Were there Soviet contemporaries to the U-2, X-15 and SR71?

It all came full circle. The MIG 25 was built in response to fear of the XB-70.

This doesn’t make a bit of sense. The SR-71, and its predecessor, the A-12 ‘Oxcart’, were built for a specific purpose; to overfly the Soviet Union at speeds and altitudes exceeding any credible intercept capability. (It was originally intended to fly so fast that it would be ‘stealthy’ to early “blip-scan” radar, although with better analog and later digital filtering capability this anti-radar capability was negated.)

The SR-71 was retired because it was incredibly expensive to operate for the capabilities it offered, and for which the kind of high-and-slow reconnaissance missions required today can be performed by the U-2R and U-2S or by unmanned aerial surveillance vehicles. In the future, stealthy reconnaissance UAVs capable of both high speed transit and low speed dwell at a variety of altitudes will provide those capabilities.

The X-15 was always an experimental rocket powered vehicle designed to research aspects of high altitude and high speed flight. It was never used for any operational purpose.

As noted, the Soviet Union didn’t have direct contemporaries to these vehicles, but they did have some interesting vehicles and prototypes of their own for both high speed transit and high altitude/space research, including the interesting MiG-105 ‘Spiral 50/50’ vehicle filling somewhat the same niche as the proposed X-20 ‘Dyna-Soar’, albeit with a different flight mode (two stage aircraft-lofted orbital lifting body versus the Dyna-Soar’s rocket ascent profile on a Titan-3M), and the Tupalev Tu-123 reconnaissance drone.

Stranger

Same aircraft type (MiG-25) but two different incidents… In the early 1970s (1971 or 1972) radar operators clocked a MiG-25 (probably a Soviet reconnaissance version) over the Sinai peninsula at Mach 3.2.

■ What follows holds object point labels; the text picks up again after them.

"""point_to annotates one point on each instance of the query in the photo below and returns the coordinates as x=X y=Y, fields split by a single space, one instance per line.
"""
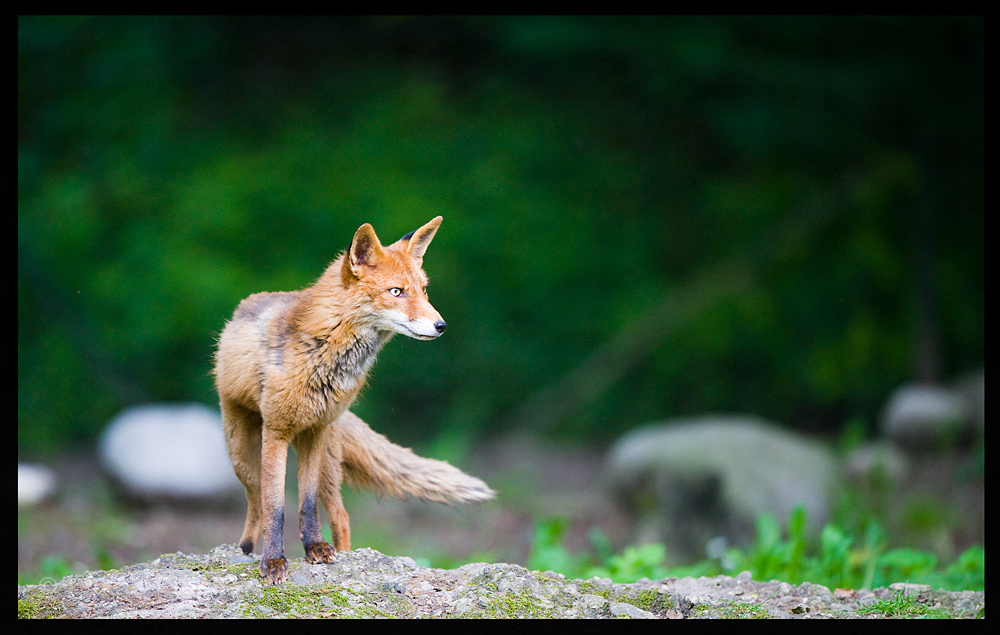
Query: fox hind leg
x=242 y=429
x=329 y=490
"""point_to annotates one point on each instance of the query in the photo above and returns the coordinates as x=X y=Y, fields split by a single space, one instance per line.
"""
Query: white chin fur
x=417 y=330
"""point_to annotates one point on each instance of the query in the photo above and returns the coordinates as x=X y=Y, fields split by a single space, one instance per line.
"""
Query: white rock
x=35 y=483
x=175 y=450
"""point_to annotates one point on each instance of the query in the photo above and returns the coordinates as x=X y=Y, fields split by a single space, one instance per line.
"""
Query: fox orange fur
x=288 y=367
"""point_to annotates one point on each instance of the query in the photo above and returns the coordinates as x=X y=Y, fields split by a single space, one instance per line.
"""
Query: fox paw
x=320 y=553
x=274 y=570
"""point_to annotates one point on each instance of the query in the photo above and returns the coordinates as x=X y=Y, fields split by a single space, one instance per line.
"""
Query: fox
x=288 y=366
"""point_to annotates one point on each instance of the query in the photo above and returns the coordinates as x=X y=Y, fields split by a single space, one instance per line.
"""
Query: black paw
x=274 y=570
x=320 y=553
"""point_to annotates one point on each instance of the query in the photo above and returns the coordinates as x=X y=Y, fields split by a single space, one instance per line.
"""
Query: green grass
x=835 y=560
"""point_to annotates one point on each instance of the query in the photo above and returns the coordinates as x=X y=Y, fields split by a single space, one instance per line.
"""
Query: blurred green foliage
x=589 y=170
x=836 y=560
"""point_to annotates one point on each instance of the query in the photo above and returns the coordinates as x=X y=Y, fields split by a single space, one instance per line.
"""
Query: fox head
x=393 y=281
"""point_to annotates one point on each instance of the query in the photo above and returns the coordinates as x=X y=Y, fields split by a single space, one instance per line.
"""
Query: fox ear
x=418 y=240
x=365 y=251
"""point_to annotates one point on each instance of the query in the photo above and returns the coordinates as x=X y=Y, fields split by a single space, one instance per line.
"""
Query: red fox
x=287 y=368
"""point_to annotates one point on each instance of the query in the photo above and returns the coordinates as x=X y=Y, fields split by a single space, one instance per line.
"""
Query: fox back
x=304 y=355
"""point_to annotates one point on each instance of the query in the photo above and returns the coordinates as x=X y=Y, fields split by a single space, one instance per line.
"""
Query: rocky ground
x=87 y=527
x=365 y=584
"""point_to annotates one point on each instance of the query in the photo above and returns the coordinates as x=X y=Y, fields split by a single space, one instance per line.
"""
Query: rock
x=365 y=583
x=173 y=451
x=35 y=483
x=919 y=417
x=685 y=482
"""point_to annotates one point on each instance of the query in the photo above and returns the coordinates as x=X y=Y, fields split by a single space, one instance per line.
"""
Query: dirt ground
x=89 y=526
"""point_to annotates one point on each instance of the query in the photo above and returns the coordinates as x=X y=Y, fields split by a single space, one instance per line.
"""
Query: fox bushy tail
x=372 y=462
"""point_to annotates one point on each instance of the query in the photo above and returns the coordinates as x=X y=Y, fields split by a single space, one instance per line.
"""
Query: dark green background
x=643 y=217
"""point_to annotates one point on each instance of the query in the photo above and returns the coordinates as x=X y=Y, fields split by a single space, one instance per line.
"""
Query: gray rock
x=166 y=450
x=919 y=417
x=367 y=584
x=685 y=482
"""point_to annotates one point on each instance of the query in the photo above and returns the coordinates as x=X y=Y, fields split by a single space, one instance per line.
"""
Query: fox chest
x=313 y=383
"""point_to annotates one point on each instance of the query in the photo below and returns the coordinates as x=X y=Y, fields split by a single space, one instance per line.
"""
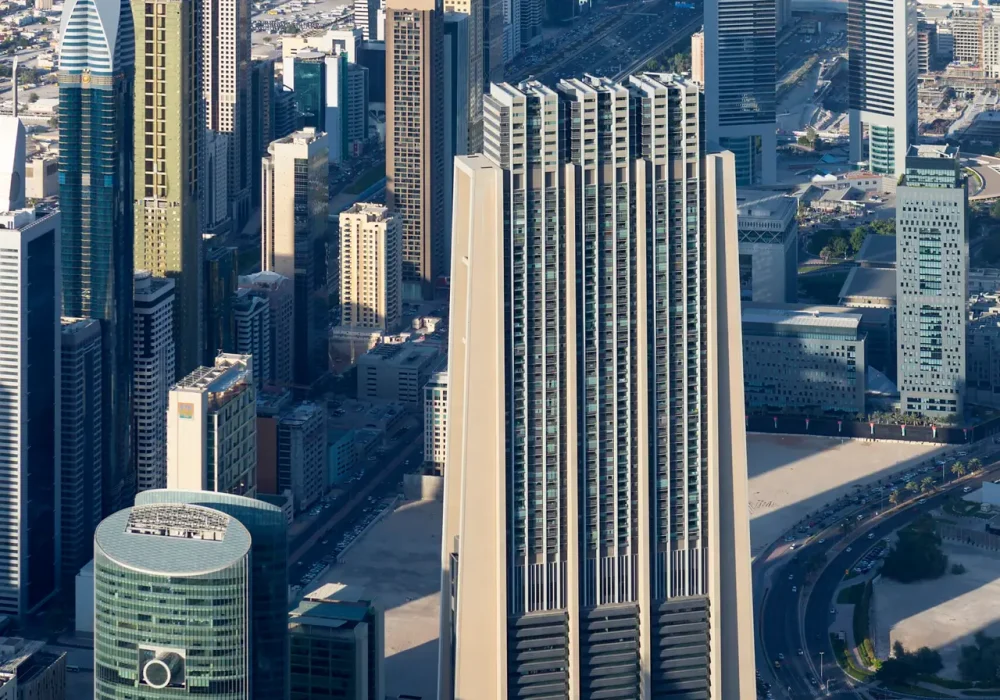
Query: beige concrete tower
x=595 y=485
x=414 y=137
x=167 y=134
x=371 y=272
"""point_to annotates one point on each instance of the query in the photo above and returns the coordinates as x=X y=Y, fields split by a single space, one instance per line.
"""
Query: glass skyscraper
x=96 y=65
x=269 y=579
x=595 y=527
x=172 y=586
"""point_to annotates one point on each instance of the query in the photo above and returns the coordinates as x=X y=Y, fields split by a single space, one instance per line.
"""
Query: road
x=779 y=629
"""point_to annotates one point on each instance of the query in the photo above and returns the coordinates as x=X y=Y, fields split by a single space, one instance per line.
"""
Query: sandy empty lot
x=792 y=475
x=942 y=614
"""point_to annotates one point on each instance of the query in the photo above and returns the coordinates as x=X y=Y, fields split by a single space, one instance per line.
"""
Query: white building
x=211 y=429
x=252 y=332
x=436 y=421
x=30 y=380
x=371 y=272
x=882 y=85
x=277 y=289
x=154 y=373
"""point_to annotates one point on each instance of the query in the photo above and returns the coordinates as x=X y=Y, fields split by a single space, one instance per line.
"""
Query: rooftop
x=877 y=250
x=161 y=555
x=871 y=283
x=398 y=564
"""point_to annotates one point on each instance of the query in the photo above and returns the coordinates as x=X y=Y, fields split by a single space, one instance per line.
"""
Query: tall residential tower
x=168 y=132
x=596 y=471
x=739 y=68
x=96 y=194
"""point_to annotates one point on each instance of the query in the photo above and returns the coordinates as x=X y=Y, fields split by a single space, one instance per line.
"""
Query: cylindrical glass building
x=171 y=604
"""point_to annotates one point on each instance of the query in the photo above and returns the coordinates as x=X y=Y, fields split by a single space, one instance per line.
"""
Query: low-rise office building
x=811 y=362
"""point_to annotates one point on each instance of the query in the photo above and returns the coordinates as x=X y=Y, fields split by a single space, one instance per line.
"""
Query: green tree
x=958 y=469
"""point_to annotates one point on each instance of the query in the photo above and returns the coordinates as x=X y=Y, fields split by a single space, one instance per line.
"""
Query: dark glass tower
x=96 y=66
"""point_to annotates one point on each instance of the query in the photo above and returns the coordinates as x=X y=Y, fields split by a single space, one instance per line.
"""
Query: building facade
x=739 y=78
x=96 y=68
x=80 y=443
x=371 y=268
x=211 y=429
x=769 y=253
x=278 y=291
x=158 y=570
x=30 y=411
x=414 y=138
x=932 y=269
x=268 y=600
x=155 y=368
x=807 y=362
x=558 y=348
x=294 y=230
x=436 y=422
x=167 y=136
x=882 y=82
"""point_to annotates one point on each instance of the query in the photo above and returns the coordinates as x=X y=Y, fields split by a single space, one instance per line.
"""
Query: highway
x=779 y=629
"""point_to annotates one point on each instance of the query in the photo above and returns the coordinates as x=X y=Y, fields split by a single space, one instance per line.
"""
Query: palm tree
x=958 y=469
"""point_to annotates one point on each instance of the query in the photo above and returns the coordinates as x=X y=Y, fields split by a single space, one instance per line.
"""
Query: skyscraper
x=168 y=131
x=932 y=281
x=96 y=65
x=80 y=443
x=882 y=81
x=294 y=231
x=155 y=372
x=280 y=296
x=211 y=440
x=599 y=470
x=165 y=574
x=225 y=84
x=414 y=138
x=740 y=67
x=269 y=584
x=30 y=381
x=370 y=268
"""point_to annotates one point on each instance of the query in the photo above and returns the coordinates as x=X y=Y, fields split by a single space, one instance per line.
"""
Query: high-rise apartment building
x=30 y=409
x=740 y=72
x=268 y=601
x=80 y=443
x=882 y=82
x=596 y=445
x=280 y=296
x=252 y=333
x=96 y=194
x=472 y=71
x=211 y=437
x=155 y=367
x=168 y=132
x=294 y=232
x=221 y=275
x=698 y=57
x=414 y=138
x=225 y=85
x=261 y=119
x=165 y=574
x=337 y=637
x=932 y=270
x=370 y=268
x=436 y=422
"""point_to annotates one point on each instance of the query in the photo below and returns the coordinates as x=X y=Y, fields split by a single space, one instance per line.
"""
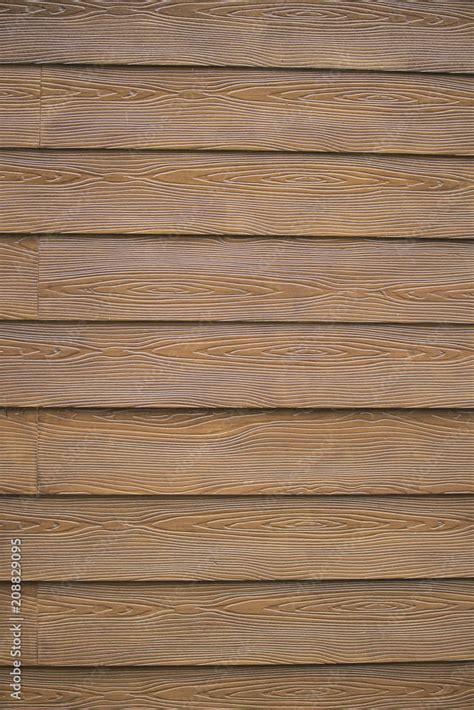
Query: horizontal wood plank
x=18 y=451
x=20 y=106
x=394 y=34
x=235 y=365
x=18 y=278
x=11 y=636
x=235 y=193
x=119 y=107
x=148 y=278
x=366 y=687
x=242 y=624
x=275 y=452
x=241 y=538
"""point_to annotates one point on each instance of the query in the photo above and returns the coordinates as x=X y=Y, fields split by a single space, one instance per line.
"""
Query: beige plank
x=21 y=625
x=365 y=687
x=250 y=452
x=235 y=365
x=18 y=278
x=120 y=107
x=393 y=34
x=20 y=115
x=248 y=624
x=241 y=538
x=190 y=278
x=236 y=193
x=18 y=451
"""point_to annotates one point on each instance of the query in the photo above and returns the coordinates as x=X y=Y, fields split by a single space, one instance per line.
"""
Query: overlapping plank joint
x=236 y=304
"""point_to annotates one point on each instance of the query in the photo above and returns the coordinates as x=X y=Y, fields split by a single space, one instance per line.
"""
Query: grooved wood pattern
x=27 y=618
x=240 y=538
x=236 y=193
x=433 y=686
x=116 y=107
x=19 y=106
x=240 y=452
x=18 y=277
x=234 y=365
x=245 y=624
x=167 y=278
x=392 y=34
x=18 y=451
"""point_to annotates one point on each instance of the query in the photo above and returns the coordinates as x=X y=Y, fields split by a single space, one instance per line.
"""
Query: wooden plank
x=275 y=452
x=20 y=106
x=18 y=631
x=168 y=278
x=248 y=624
x=235 y=365
x=364 y=687
x=18 y=451
x=235 y=193
x=18 y=277
x=241 y=538
x=119 y=107
x=393 y=34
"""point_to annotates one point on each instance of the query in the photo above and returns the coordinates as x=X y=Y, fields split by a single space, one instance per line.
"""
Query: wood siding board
x=435 y=686
x=236 y=193
x=116 y=107
x=230 y=365
x=145 y=452
x=190 y=278
x=29 y=621
x=20 y=106
x=18 y=278
x=394 y=34
x=241 y=539
x=18 y=451
x=252 y=624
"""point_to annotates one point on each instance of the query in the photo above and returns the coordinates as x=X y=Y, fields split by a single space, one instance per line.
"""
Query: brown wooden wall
x=236 y=373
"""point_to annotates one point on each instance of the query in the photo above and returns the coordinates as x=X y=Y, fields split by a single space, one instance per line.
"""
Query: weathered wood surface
x=18 y=278
x=18 y=451
x=235 y=365
x=27 y=618
x=247 y=624
x=240 y=538
x=236 y=193
x=20 y=114
x=172 y=278
x=436 y=686
x=250 y=452
x=116 y=107
x=393 y=34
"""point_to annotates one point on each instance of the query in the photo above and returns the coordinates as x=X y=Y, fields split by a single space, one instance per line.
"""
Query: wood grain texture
x=235 y=365
x=240 y=538
x=431 y=686
x=190 y=278
x=18 y=451
x=18 y=278
x=27 y=618
x=248 y=624
x=19 y=106
x=393 y=34
x=144 y=452
x=235 y=193
x=116 y=107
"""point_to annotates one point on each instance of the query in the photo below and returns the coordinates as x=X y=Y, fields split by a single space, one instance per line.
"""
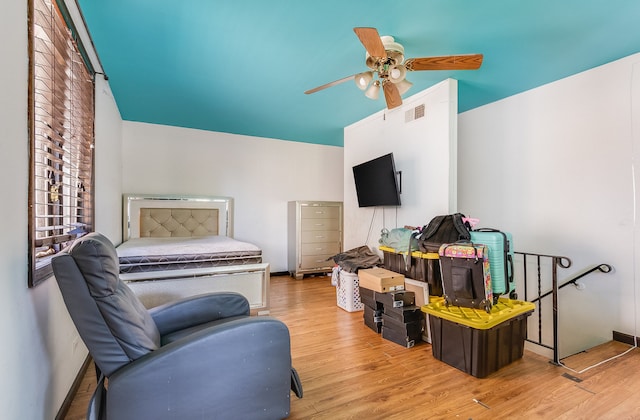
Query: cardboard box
x=381 y=280
x=423 y=267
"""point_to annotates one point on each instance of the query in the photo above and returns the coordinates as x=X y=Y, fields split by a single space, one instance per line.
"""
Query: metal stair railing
x=556 y=262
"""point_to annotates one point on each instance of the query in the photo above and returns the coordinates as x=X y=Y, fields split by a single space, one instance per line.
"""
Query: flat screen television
x=376 y=182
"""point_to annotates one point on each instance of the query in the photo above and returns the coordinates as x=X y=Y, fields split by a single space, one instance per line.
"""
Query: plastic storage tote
x=477 y=342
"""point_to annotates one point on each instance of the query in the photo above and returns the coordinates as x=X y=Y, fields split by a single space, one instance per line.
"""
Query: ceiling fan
x=385 y=58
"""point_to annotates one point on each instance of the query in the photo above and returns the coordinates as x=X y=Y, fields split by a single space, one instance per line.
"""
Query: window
x=61 y=118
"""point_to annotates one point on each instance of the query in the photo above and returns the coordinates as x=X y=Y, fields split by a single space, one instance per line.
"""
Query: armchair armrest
x=198 y=310
x=239 y=369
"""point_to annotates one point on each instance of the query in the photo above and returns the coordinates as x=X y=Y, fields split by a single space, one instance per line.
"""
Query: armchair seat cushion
x=177 y=335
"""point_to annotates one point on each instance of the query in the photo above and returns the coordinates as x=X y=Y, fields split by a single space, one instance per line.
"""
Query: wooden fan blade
x=371 y=41
x=391 y=95
x=449 y=62
x=328 y=85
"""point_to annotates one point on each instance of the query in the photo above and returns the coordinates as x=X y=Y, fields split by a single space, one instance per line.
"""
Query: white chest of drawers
x=314 y=236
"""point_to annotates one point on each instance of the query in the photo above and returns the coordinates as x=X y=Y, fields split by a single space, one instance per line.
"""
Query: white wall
x=262 y=175
x=424 y=150
x=554 y=166
x=38 y=359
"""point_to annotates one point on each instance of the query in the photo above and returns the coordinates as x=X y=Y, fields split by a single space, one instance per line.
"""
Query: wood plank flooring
x=350 y=372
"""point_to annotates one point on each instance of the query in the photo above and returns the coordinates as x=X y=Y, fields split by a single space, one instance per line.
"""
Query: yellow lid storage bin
x=477 y=342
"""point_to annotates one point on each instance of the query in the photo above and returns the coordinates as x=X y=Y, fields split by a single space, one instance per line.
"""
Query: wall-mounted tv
x=376 y=182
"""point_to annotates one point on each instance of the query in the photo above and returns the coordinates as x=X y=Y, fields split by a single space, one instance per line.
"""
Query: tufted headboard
x=156 y=216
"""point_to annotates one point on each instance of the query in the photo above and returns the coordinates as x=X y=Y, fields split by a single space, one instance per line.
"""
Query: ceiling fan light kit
x=363 y=79
x=374 y=90
x=385 y=57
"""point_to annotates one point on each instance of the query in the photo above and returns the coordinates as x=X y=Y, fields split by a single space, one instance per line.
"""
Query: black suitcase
x=466 y=278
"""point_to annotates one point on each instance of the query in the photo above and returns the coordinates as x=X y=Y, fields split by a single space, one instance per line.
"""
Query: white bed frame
x=158 y=287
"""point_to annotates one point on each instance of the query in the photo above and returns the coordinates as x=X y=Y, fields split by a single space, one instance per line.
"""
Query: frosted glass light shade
x=403 y=86
x=363 y=79
x=397 y=73
x=374 y=91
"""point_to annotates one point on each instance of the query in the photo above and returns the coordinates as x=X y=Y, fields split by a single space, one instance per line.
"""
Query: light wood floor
x=350 y=372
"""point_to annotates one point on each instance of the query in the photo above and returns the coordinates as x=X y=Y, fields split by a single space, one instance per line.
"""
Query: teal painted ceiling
x=241 y=66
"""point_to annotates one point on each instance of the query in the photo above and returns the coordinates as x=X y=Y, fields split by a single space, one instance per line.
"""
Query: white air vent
x=414 y=113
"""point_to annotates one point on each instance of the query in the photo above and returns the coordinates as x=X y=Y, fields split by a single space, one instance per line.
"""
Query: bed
x=176 y=246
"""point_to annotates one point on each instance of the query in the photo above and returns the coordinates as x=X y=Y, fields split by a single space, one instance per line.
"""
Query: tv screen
x=376 y=182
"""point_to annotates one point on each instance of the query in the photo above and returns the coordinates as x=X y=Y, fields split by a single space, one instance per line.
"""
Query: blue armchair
x=198 y=358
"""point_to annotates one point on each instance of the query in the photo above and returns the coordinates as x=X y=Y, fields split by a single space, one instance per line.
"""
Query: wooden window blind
x=61 y=122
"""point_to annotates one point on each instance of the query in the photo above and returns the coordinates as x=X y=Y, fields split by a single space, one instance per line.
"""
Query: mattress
x=152 y=254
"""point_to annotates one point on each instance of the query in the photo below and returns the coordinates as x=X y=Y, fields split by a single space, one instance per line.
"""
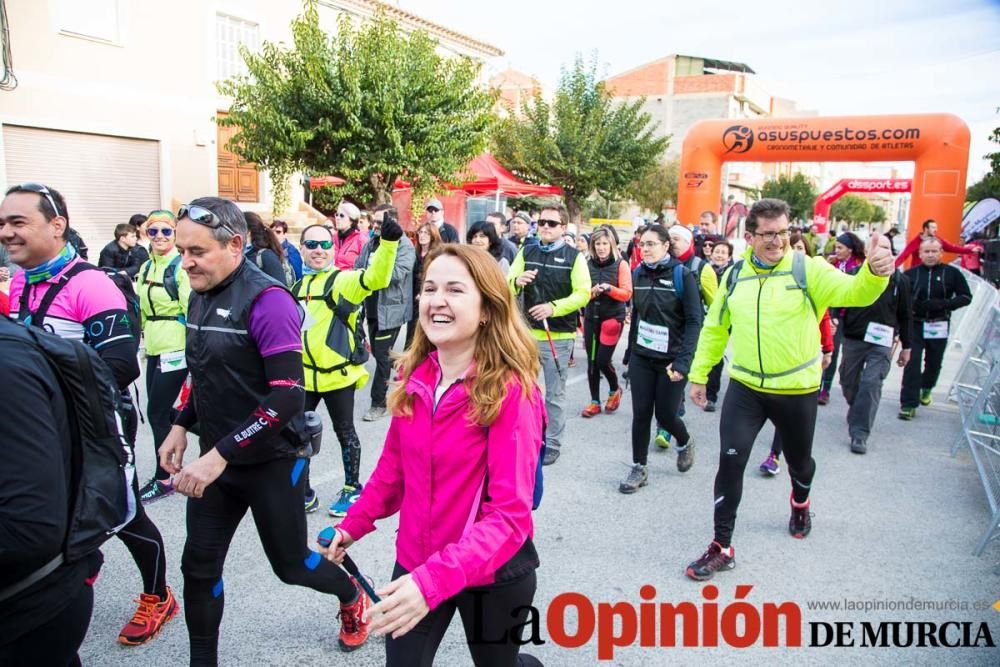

Ten years later, in 1982, the Israelis shot down a Syrian MiG-25 over Lebanon using a Hawk SAM and an F-15 - since it was in a third nation’s airspace, this would normally have caused a major international incident but this was during the phase of Lebanon’s civil war when the Israelis were shooting down Syrian aircraft frequently over Lebanon, so it didn’t have that large an effect.